Venture Capital firms invested an astonishing $47.3 billion dollars into 3,617 budding companies in 2014 (2014 Venture Capital Report), and 2015 is on track to exceed that figure. In fact, VC funding is expected to reach levels not seen since the Dot-com boom. As a young company either seeking VC funding or presently answering to venture capitalists, it’s vital you become web savvy or hire someone who is, as expectations are certain to be high.
Even if your company is booming and your growth continues to increase, your job isn’t done. In order to endure, maintain the positive trend, and conquer your constantly changing goals, you must be prepared to try new things with your paid search efforts. Over the next few weeks, we’ll delve into PPC tips to help maintain this trend and reach your goals.

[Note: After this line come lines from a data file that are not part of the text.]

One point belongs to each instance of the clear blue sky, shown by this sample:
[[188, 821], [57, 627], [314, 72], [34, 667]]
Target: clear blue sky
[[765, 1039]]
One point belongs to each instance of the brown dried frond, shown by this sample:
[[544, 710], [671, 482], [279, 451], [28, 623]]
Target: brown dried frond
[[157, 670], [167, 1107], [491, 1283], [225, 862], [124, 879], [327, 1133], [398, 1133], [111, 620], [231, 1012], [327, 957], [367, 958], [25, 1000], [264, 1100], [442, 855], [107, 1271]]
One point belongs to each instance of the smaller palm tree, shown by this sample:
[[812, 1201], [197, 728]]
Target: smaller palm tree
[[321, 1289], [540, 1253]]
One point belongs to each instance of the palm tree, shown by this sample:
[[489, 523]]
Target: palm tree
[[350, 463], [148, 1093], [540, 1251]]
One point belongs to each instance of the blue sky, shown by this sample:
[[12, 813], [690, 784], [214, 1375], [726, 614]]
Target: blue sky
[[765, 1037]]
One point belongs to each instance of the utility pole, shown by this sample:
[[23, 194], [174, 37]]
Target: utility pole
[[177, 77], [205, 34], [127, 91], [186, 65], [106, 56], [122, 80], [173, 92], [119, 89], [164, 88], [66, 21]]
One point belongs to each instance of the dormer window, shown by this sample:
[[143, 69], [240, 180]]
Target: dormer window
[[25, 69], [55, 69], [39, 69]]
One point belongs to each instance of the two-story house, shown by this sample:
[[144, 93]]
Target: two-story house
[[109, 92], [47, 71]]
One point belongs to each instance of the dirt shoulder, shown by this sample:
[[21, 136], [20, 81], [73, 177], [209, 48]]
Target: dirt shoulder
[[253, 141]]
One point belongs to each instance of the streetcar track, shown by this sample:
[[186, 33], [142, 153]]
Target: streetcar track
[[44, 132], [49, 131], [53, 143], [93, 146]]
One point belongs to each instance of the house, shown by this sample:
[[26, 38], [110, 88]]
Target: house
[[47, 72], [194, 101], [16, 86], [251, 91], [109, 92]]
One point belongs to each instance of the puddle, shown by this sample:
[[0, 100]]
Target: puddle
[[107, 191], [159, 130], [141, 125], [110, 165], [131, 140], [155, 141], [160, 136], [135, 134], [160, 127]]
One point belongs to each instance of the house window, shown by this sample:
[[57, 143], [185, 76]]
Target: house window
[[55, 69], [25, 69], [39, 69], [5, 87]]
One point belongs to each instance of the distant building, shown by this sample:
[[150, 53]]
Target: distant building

Market Expansion When Revenue Goals Trump ROAS Goals
To continue increasing your month-over-month revenue growth, it is vital you explore other opportunities. Some expansion opportunities can be especially profitable for venture-backed companies include:
- Remarketing (AdRoll, Criteo, Steelhouse)
- Gmail Sponsored Ads
AdRoll, Criteo and Steelhouse are all remarketing platforms that have a presence on Facebook. In some cases, I test these three against each other and then optimize towards the top performer.
If you discover your competitors PPC strategy is to collect emails once users hit their landing page via pop-up ads from PPC traffic, Gmail Sponsored Ads could be a great way to steal some business from the competition. You can do this by targeting competitor terms via Gmail.